Menu

Do we really want a ‘Right to Mutualise’?

by Craig Dearden-Phillips 01/07/2015

What is to be the story of Public Service Mutuals going forward, particularly with our champion Francis Maude now gone?

His legacy was the ‘Right to Mutualise’ for public sector workers, as set out in the Conservative manifesto. It is likely that his replacement, the Rt Hon Matthew Hancock MP, will be thinking carefully right now about how to craft this into a policy that fits the overall intention of public service reform for the new Government.

Before looking forward, let’s wind back a little. ‘Right to Mutualise’ was inspired, in part, by the 100 or so new mutuals which have stepped out of the public sector since 2010, many from local government. Francis Maude visited a fair number of these. On these trips, he heard, time and again, about difficulties in obtaining parent-body consent, even when the business-case was strong.   Beyond this, he probably heard about countless more worthwhile PSMs that never got out of the starting blocks often due to political factors, small and capital ‘P’.   

It was, maybe, on the long ride back to London that the ‘Right to Mutualise’ idea was conceived. And now, against all electoral expectation, it has to be enacted, without any Coalition push-back.  So what now needs to be considered? The good news is that this question is likely still an open one in Government. 

So here’s the view from me. The first factor to be thought about is that a ‘Right to Mutualise’ may not be the answer to all of our prayers. As anyone advising in this sector knows, it isn’t always helpful to set up a situation where anybody anywhere in the public sector feels it their right to set up a new venture regardless of whether the business itself stacks up or meets a genuine need.   It’s actually better to keep the ‘Right To’ language out of the way until there is a clear case for this kind of action. Perhaps the more useful right to focus on in this context is the right for staff to ask for mutualisation to be compared, on a level field, with all other options when the future of public services are being considered?

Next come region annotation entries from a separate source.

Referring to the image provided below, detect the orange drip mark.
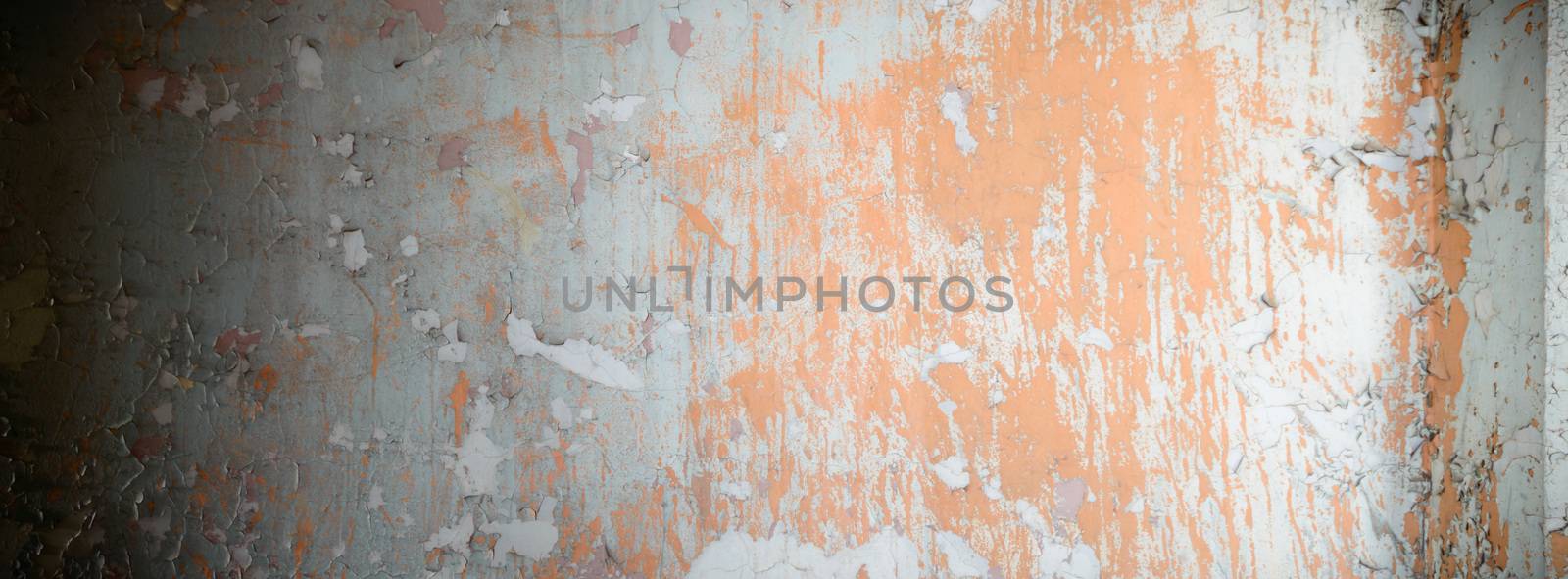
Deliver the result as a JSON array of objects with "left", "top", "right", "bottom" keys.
[
  {"left": 447, "top": 372, "right": 468, "bottom": 444},
  {"left": 664, "top": 198, "right": 734, "bottom": 250}
]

The second factor in the ‘right to mutualise’ discussion is one of scale. Today we have just over 100 mutuals but many that are extremely small and whose origination costs are probably, in truth, more than could be afforded in the future. Therefore, again, the right to mutualise may need to be qualified to services operating at a scale that justifies the start-up costs involved. The logic of future government investment in mutuals is probably not in ‘letting a thousand flowers bloom’ but in putting money into very large scale mutualisations that probably already have the backing of their parent public sector body. 

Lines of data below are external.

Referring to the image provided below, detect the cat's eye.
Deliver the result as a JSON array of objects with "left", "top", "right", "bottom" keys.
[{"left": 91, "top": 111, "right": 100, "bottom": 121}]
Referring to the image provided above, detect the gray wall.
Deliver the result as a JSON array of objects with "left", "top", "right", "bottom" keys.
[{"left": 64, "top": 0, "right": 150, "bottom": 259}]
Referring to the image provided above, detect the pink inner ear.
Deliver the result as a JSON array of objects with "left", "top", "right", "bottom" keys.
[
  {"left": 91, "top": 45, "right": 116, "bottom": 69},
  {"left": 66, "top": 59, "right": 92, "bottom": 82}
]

Which leads me to the third relevant factor in this discussion – and this is more delicate – and it is about who is the real target of future policy around mutualisation? To date this policy has been aimed straight at the public entrepreneur, often seemingly over the heads of slow-footed public bodies. This has been very empowering for staff but, unsurprisingly, it hasn’t been a massive hit with the top-end of the public sector. Few have shown enough confidence in the mutuals agenda to choose this as a major strategy for their services.  Instead, rather distressingly, we have seen, since 2010 far more private outsourcing or publicly-owned trading companies than at-scale mutualisation.  

This suggests to me we need to be quite mindful of how any future ‘Right to Mutualise’ message is communicated. If, like before, this is call-to-arms for front and middle line staff, there is every chance it will, like the predecessor policy, not be seen as a very strategic approach to public sector reform. It would be far better, to my mind, to craft a message to the senior tier of public organisations about the benefits of mutualisation and its place in the development sustainable, modern  21st century public services. A shift in emphasis, in other words, from a new form of ownership and control, to a set of benefits that all public bodies are scratching their heads to achieve.

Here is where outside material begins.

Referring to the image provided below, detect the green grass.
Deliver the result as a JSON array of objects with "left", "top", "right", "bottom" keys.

All of this needs an approach to the ‘Right to Mutualise’ which is a bit more nuanced than the headline first appears. It is not an unconditional right and it is, at best, a right for due consideration, not automatic determination. The next phase of policy also has to accommodate what we now know about the need to invest scarce resources in bigger projects and the need to appeal more clearly to the top tier of public sector bodies, not merely those employed to deliver services within them.